Infrared (IR) spectra were recorded using both a UR-10 spectrophotometer (Carl Zeiss, Jena) and an Analitrsystem 360 FT-IR spectrometer (Nikolet Instrument Corporation, USA). Samples were analyzed in KBr and LiF pellets, as well as in CHCl₃ solution, within the 500-4000 cm-1 range. pH measurements were conducted using a METTLER TOLEDO pH meter, calibrated with standard buffers in the same solvent used for analysis. Aqueous pH values for the buffer mixtures were referenced [1313Lurie YY. Handbook of analytical chemistry. Moscow: Chemistry. 1989;267-275.]. A PP-2-15 peristaltic pump was used for solution handling. Reagents of "chemically pure" and analytical grades were used. 0.1 M solutions of metal salts were prepared by dissolving the appropriate nitrate or chloride salts and further diluting them to obtain the desired concentrations. The organic reagent, Amido Black, was prepared by dissolving a specific amount of the reagent in a 100 mL volumetric flask.

Various fibrous materials, based on polyacrylonitrile, with different functional groups, were evaluated as solid supports. The sorbent was used in the form of disks, 20 mm in diameter and 30 mg - 40 mg in wet mass. These disks were pretreated with 0.1 N hydrochloric acid, washed with distilled water, and stored in Petri dishes.

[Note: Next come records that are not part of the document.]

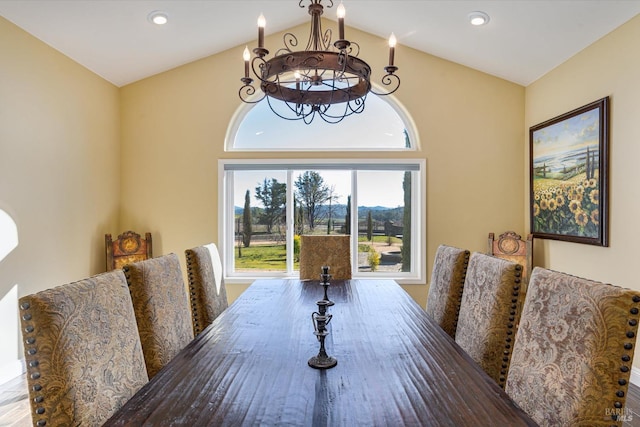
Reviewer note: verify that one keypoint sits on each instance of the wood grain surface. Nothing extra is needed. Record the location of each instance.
(396, 367)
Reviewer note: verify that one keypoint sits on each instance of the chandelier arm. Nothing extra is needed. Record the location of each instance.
(313, 82)
(353, 49)
(247, 91)
(290, 41)
(391, 81)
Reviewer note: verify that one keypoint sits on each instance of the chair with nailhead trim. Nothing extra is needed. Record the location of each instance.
(206, 286)
(573, 352)
(489, 312)
(446, 287)
(82, 350)
(162, 310)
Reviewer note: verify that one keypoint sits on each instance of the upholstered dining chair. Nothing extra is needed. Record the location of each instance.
(489, 313)
(162, 310)
(325, 250)
(82, 351)
(207, 292)
(446, 287)
(572, 355)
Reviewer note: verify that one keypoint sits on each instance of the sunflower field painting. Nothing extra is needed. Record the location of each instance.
(568, 175)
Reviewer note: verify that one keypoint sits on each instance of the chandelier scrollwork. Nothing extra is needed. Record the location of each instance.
(325, 80)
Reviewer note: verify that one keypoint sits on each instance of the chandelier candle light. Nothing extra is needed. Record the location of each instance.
(323, 80)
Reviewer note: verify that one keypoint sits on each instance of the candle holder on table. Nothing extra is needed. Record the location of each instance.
(320, 320)
(325, 277)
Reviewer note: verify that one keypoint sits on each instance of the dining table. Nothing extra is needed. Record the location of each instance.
(395, 366)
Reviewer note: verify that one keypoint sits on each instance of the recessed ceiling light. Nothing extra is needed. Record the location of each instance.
(158, 17)
(478, 18)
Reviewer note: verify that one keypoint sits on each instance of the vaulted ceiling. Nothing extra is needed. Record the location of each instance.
(523, 40)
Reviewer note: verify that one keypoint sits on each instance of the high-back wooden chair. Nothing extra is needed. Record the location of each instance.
(128, 248)
(489, 313)
(207, 292)
(162, 310)
(325, 250)
(510, 246)
(446, 287)
(574, 349)
(82, 350)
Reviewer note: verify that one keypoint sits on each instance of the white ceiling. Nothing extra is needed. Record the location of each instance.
(524, 39)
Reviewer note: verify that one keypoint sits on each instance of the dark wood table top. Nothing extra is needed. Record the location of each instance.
(396, 367)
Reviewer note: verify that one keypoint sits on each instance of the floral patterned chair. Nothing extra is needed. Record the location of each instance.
(82, 350)
(447, 283)
(206, 286)
(489, 313)
(162, 309)
(573, 352)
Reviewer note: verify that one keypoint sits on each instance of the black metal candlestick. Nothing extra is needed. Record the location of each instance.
(325, 276)
(320, 321)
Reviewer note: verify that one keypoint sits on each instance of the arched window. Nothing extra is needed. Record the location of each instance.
(9, 233)
(267, 203)
(383, 126)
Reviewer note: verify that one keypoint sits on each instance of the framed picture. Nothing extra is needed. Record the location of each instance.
(569, 176)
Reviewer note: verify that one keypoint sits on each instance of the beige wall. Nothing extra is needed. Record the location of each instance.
(470, 126)
(609, 67)
(59, 163)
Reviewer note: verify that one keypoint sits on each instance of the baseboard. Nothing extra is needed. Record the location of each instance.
(635, 376)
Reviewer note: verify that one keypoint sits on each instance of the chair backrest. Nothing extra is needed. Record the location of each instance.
(82, 350)
(206, 285)
(446, 287)
(160, 303)
(573, 352)
(489, 313)
(325, 250)
(128, 248)
(510, 246)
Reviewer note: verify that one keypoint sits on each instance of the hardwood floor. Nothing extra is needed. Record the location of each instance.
(15, 411)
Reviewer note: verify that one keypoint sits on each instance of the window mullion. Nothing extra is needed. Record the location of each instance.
(289, 223)
(354, 222)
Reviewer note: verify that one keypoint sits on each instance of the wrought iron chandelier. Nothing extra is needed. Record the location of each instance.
(326, 80)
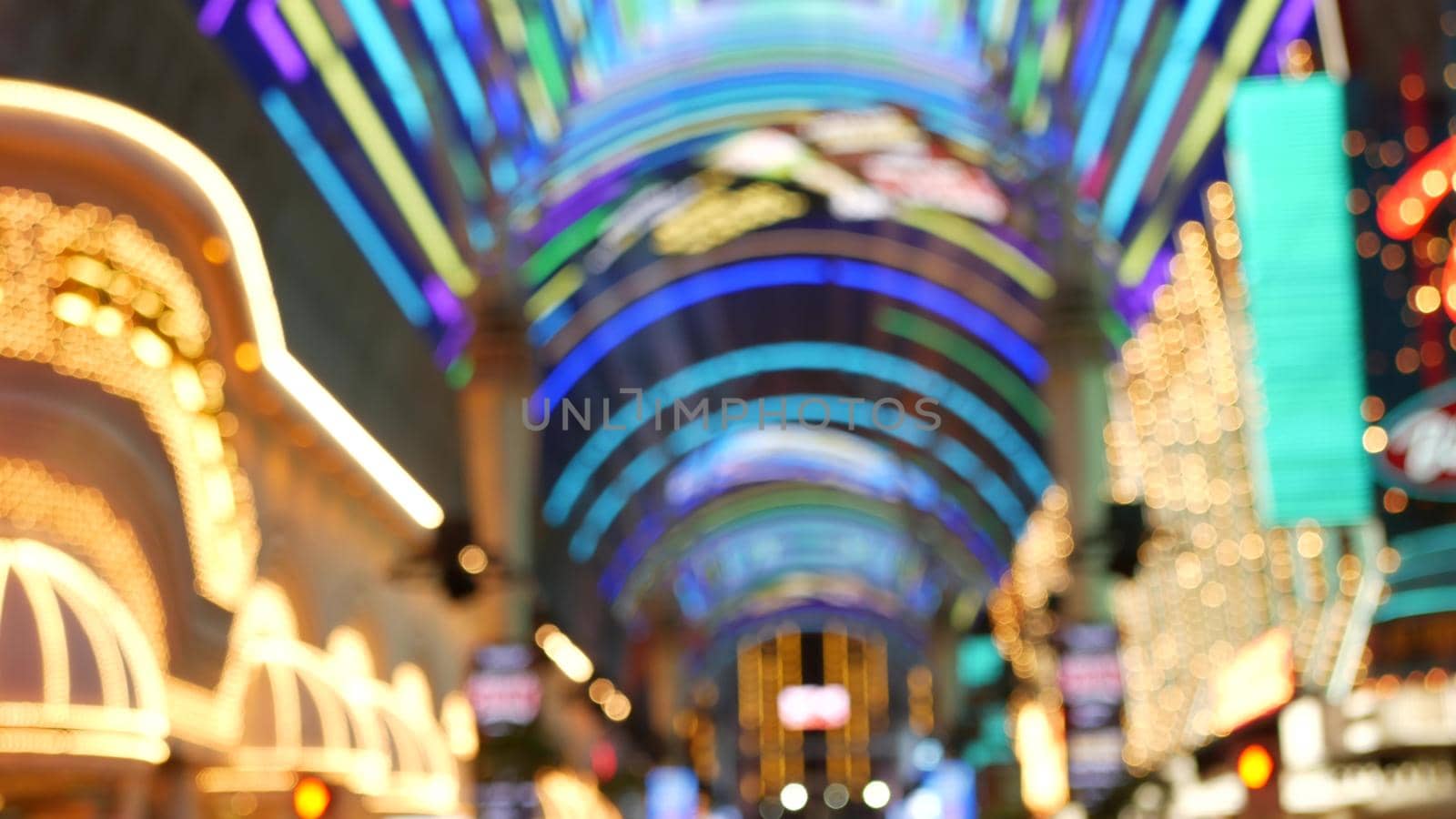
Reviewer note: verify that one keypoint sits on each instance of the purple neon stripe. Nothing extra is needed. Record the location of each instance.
(1290, 22)
(453, 343)
(441, 300)
(1136, 302)
(276, 40)
(213, 15)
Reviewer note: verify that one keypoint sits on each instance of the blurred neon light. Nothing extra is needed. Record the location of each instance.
(968, 356)
(1238, 55)
(795, 356)
(786, 271)
(1152, 124)
(262, 16)
(373, 136)
(349, 210)
(652, 462)
(982, 242)
(560, 329)
(1411, 201)
(252, 270)
(1092, 46)
(1101, 109)
(455, 65)
(561, 651)
(542, 55)
(392, 66)
(213, 15)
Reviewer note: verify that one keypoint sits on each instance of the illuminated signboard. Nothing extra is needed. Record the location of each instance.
(672, 793)
(504, 691)
(813, 707)
(1290, 178)
(1256, 682)
(1420, 453)
(1091, 682)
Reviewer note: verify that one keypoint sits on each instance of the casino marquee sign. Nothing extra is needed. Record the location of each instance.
(1420, 455)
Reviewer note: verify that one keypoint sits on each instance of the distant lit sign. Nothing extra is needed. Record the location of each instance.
(1420, 455)
(1091, 685)
(672, 793)
(504, 691)
(1256, 682)
(939, 182)
(813, 707)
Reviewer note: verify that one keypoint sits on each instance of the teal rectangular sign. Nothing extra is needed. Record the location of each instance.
(1290, 179)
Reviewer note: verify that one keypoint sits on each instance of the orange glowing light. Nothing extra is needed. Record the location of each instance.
(1256, 767)
(310, 797)
(1411, 201)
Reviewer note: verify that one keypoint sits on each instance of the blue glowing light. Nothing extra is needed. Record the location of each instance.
(349, 210)
(788, 271)
(1152, 126)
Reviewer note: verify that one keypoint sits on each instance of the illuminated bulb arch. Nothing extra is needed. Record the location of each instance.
(379, 739)
(848, 359)
(111, 704)
(171, 150)
(46, 506)
(98, 299)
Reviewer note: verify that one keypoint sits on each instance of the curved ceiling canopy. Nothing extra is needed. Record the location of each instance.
(817, 210)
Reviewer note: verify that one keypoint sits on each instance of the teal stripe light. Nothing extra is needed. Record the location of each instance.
(1097, 123)
(1290, 178)
(347, 207)
(392, 67)
(849, 359)
(1152, 126)
(455, 65)
(652, 462)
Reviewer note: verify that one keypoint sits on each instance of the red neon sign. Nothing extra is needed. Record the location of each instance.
(1411, 201)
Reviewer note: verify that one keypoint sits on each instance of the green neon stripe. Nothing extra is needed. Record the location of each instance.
(562, 247)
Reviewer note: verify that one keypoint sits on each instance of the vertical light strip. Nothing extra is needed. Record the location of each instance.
(373, 136)
(347, 207)
(1152, 126)
(262, 16)
(1238, 55)
(1092, 47)
(1132, 22)
(455, 65)
(392, 66)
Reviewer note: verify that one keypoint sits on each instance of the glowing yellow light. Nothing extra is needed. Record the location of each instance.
(73, 308)
(247, 358)
(108, 321)
(1427, 299)
(310, 797)
(601, 690)
(216, 249)
(618, 707)
(1375, 439)
(150, 349)
(238, 229)
(130, 722)
(472, 559)
(561, 651)
(875, 794)
(1256, 767)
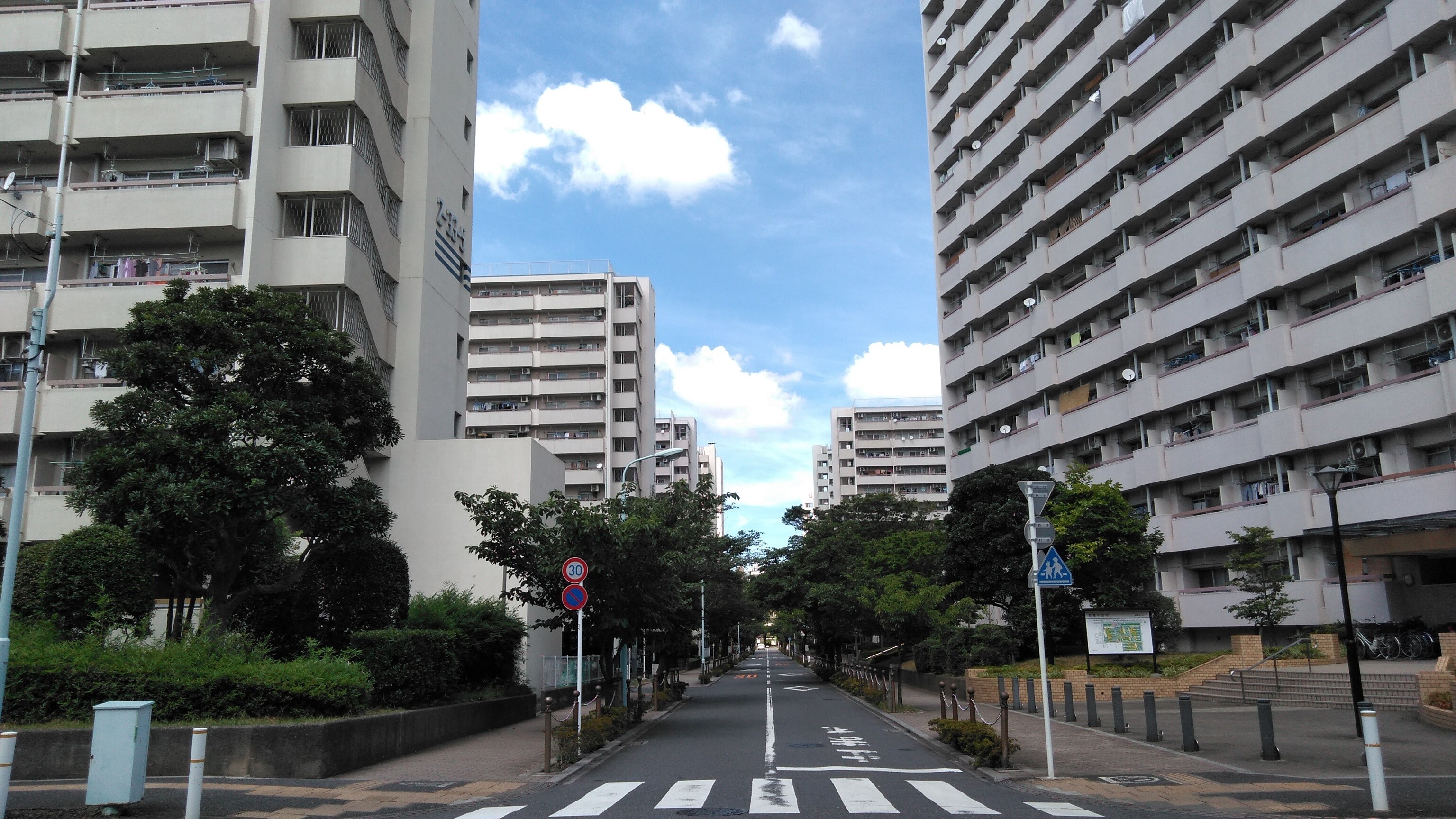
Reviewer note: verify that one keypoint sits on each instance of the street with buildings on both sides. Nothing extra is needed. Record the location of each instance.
(771, 737)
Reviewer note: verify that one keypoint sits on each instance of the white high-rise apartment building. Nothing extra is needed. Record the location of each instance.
(318, 148)
(883, 446)
(1205, 248)
(564, 353)
(674, 432)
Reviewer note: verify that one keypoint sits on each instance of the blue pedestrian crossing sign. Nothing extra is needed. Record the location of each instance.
(1053, 572)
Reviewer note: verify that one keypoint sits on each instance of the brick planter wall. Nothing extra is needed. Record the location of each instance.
(1247, 650)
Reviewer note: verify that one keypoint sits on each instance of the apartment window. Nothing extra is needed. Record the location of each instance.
(327, 41)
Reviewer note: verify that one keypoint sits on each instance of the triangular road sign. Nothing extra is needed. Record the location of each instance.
(1053, 572)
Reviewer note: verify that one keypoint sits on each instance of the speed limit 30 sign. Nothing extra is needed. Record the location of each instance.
(574, 570)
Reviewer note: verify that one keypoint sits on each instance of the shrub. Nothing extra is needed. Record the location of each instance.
(410, 666)
(98, 579)
(488, 637)
(974, 739)
(199, 680)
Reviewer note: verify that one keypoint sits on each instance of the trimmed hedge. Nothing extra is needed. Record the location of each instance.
(973, 739)
(410, 666)
(200, 680)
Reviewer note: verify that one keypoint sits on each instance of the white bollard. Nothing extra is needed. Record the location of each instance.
(194, 774)
(1375, 763)
(6, 765)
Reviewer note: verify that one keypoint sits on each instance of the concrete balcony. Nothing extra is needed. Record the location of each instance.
(135, 113)
(1391, 406)
(43, 33)
(166, 22)
(28, 118)
(173, 206)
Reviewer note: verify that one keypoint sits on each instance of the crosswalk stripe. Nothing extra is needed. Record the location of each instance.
(1062, 810)
(950, 798)
(686, 793)
(601, 799)
(774, 796)
(861, 796)
(499, 812)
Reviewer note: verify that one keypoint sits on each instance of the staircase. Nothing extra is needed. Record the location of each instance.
(1320, 690)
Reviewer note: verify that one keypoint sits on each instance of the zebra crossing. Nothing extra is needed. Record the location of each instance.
(858, 795)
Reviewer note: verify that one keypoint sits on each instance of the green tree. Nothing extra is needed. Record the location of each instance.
(98, 579)
(244, 410)
(1265, 582)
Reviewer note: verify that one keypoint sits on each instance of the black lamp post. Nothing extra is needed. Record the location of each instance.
(1330, 480)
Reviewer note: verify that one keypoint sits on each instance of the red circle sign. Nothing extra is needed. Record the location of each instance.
(574, 598)
(574, 570)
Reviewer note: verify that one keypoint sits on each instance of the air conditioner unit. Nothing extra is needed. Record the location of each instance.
(220, 149)
(1362, 449)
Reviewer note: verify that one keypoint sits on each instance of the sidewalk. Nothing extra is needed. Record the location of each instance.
(1321, 770)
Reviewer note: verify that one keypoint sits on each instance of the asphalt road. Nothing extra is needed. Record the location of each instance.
(772, 738)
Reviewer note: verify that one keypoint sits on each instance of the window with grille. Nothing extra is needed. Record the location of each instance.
(325, 40)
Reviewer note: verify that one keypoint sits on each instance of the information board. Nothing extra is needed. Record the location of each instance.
(1120, 631)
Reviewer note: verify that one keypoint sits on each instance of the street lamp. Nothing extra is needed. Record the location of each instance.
(1330, 480)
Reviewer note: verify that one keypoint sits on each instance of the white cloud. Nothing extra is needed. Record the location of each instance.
(776, 491)
(685, 100)
(723, 395)
(894, 371)
(647, 149)
(795, 34)
(503, 146)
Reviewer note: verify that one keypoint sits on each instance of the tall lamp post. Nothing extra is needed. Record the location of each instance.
(1330, 480)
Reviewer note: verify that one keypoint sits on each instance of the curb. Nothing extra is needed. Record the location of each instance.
(609, 749)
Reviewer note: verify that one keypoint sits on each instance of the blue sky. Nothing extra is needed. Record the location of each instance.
(765, 165)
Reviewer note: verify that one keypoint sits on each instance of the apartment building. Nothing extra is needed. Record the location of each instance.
(564, 353)
(823, 482)
(681, 432)
(1205, 248)
(884, 446)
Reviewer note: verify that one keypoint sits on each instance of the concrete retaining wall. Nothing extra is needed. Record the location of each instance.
(303, 751)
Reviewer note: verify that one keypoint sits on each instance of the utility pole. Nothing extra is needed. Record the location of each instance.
(40, 319)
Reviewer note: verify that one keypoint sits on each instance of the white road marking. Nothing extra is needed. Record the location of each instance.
(1062, 810)
(878, 770)
(491, 812)
(950, 798)
(688, 793)
(861, 796)
(601, 799)
(774, 796)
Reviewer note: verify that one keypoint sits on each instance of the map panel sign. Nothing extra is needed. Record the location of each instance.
(1120, 631)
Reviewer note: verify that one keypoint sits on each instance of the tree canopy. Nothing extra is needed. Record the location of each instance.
(245, 410)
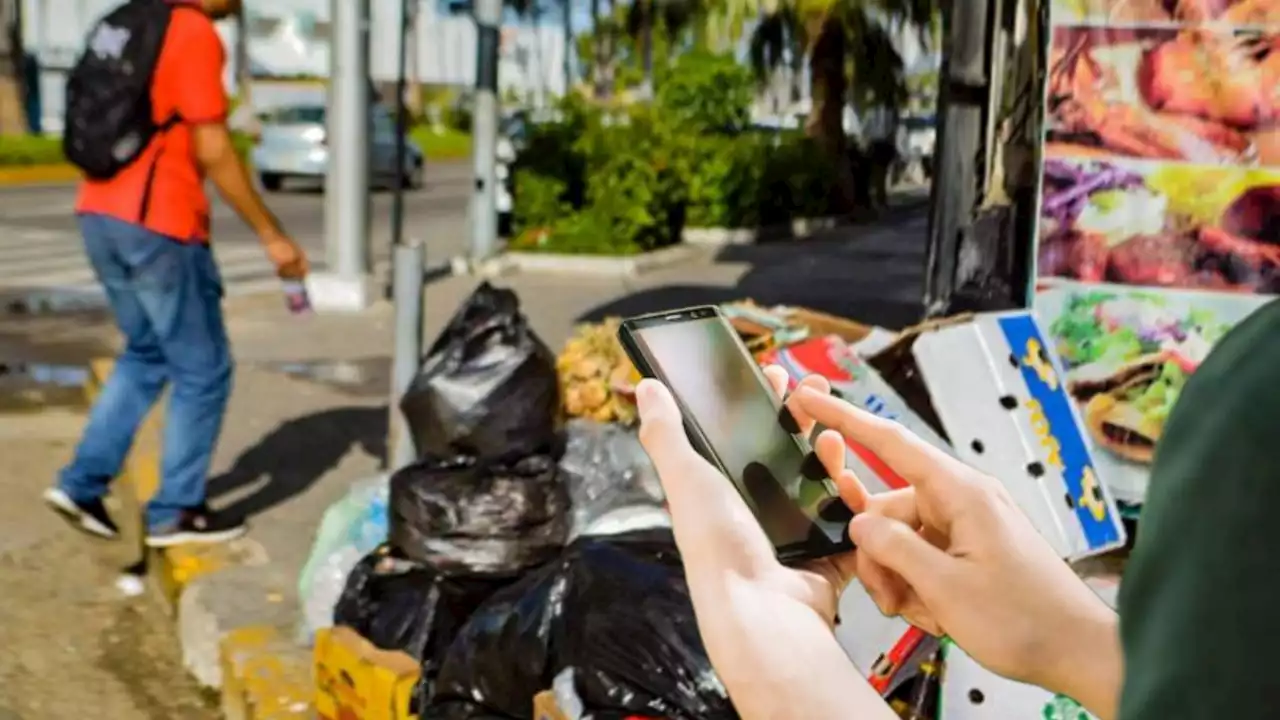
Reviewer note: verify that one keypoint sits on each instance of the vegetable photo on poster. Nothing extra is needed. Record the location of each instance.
(1230, 12)
(1127, 355)
(1197, 95)
(1160, 224)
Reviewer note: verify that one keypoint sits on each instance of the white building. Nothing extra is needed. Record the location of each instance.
(291, 37)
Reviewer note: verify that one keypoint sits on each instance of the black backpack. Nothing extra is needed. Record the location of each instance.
(108, 121)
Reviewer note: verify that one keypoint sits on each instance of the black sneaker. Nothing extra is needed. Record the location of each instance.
(197, 527)
(90, 516)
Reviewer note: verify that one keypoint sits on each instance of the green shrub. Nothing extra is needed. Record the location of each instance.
(542, 201)
(611, 182)
(705, 91)
(447, 145)
(725, 181)
(30, 150)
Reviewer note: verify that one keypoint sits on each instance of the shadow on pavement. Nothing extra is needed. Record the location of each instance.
(296, 454)
(868, 273)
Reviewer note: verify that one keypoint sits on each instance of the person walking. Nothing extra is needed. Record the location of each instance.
(146, 121)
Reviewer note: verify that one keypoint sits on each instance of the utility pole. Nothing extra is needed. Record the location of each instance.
(972, 263)
(346, 285)
(484, 131)
(567, 46)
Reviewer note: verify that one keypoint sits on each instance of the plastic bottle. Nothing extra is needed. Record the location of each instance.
(296, 297)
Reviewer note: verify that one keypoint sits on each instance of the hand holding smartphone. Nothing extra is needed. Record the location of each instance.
(739, 425)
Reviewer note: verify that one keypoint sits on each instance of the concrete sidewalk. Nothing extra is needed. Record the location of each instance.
(309, 417)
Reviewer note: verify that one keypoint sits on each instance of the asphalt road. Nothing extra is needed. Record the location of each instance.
(40, 247)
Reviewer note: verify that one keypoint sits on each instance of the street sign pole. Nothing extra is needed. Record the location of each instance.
(346, 286)
(408, 261)
(484, 131)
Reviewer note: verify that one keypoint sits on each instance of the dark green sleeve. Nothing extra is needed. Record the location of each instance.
(1200, 602)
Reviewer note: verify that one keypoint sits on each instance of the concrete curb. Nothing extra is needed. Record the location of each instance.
(796, 228)
(39, 174)
(261, 673)
(513, 261)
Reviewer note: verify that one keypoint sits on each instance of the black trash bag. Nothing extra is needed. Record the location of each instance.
(616, 610)
(487, 387)
(466, 516)
(400, 605)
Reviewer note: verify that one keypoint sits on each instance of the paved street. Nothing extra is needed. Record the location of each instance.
(307, 418)
(40, 245)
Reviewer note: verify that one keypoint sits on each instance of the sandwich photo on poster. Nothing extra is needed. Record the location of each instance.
(1128, 354)
(1196, 95)
(1229, 12)
(1160, 224)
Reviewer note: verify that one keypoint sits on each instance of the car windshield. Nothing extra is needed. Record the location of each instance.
(300, 114)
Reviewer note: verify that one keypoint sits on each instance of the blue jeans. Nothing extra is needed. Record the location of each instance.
(167, 299)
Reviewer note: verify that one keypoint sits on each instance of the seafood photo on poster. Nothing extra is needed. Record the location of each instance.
(1160, 224)
(1230, 12)
(1127, 355)
(1207, 96)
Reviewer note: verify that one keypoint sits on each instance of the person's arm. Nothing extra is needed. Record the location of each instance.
(1198, 598)
(808, 674)
(215, 153)
(202, 105)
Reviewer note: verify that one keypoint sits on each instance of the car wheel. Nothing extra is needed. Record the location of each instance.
(273, 182)
(415, 178)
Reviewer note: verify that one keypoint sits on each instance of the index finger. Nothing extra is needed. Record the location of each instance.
(915, 460)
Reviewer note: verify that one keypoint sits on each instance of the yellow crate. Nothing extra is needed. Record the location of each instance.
(355, 680)
(547, 709)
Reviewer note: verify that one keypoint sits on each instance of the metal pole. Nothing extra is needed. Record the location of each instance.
(408, 260)
(484, 131)
(347, 180)
(964, 100)
(401, 126)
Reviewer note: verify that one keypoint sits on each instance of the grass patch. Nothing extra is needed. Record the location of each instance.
(30, 150)
(446, 145)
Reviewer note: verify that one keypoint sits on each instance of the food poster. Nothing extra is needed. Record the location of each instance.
(1160, 204)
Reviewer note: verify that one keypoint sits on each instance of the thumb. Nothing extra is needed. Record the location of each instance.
(900, 548)
(686, 478)
(662, 431)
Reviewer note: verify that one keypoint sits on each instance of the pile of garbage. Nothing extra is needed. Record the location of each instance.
(513, 533)
(533, 516)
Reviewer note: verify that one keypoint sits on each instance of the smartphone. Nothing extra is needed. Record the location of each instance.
(736, 422)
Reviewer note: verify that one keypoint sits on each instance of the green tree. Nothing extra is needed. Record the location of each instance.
(850, 53)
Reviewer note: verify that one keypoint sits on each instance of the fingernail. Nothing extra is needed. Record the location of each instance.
(858, 528)
(645, 396)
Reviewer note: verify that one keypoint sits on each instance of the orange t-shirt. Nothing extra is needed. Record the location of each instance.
(187, 83)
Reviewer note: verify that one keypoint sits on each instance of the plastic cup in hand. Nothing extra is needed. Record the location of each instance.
(296, 297)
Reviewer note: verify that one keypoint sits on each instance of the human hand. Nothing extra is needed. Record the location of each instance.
(713, 525)
(288, 258)
(767, 628)
(954, 555)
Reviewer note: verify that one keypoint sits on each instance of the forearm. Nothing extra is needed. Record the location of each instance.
(778, 659)
(1089, 665)
(232, 180)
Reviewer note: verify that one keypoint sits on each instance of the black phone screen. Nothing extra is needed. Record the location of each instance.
(743, 428)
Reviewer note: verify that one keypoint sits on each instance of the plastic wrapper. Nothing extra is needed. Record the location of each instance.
(616, 610)
(609, 478)
(470, 518)
(400, 605)
(487, 387)
(350, 528)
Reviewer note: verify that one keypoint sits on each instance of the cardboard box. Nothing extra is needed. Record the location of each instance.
(355, 680)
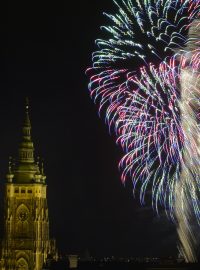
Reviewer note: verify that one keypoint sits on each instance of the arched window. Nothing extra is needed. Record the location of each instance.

Spectral analysis: Diffuse reflectance spectra of the solid surfaces were acquired using an X-Rite recording spectrophotocolorimeter. Reflectance (R) and reflectance function F(R) were also analyzed as functions of different variables using a dual-beam UV-Vis SPECORD 50 spectrophotometer.

The analytical signal was quantified as the change in diffuse reflectance (ΔR) measured at 610 nm. This value represents the difference in reflectance between the solid supports following analyte sorption and subsequent reaction with the immobilized reagent, and that of a blank solid support. The pH of the medium was monitored using an I-130 ionometer.

Experiments were conducted in both static and dynamic modes. In the static mode, 10.0 mL of the reagent solution was added to a 50.0 mL flask. A support disk was then immersed and stirred for 5-8 minutes. After this time the solution was decanted while retaining the solid support, which was then washed with distilled water and subsequently immersed in the analytical solution. In the dynamic mode, the analytical solution was passed through the immobilized support disk at a flow rate of 10 mL/min.

The retention of Amido Black on the solid support (R%) was quantified using the following equation: R% = 100 * (A / A₀), where A represents the absorbance of the immobilized reagent after it was retained on the solid support, and A₀ is the absorbance of the reagent before the immobilization process.

Results and discussion

The diazo dye Amido Black (AB) demonstrates moderate sensitivity in its interaction with lead(II) ions. The complex molecular architecture of AB, illustrated in Figure 1, suggests a multifaceted reaction mechanism with metal ions that remains to be fully elucidated. Current hypotheses propose that this interaction involves a combination of ionic bonding and physical adsorption processes.

Figure 1: Structural formula of the Amido Black reagent.

The accurate determination of lead is significantly affected by the presence of several interfering metal ions, including iron, aluminum, bismuth, and other metals. These interferences are typically mitigated through the introduction of masking agents and by optimizing the acidity of the reaction medium.

Several fibrous materials, functionalized with various anion-exchange groups, were evaluated as potential solid-phase supports for Amido Black immobilization. Among the materials tested, the fibrous support modified with hexamethylenediamine (designated PPD-1) exhibited superior analytical performance, demonstrating the effective complexation of Amido Black. Optimal immobilization of Amido Black within the PPD-1 polymer matrix was observed within a pH range of 3.0 to 6.0. Due to its effective retention of Amido Black, the PPD-1 support, forming the PPD-1:AB complex (hereafter referred to as IMAB), was selected for subsequent experimentation.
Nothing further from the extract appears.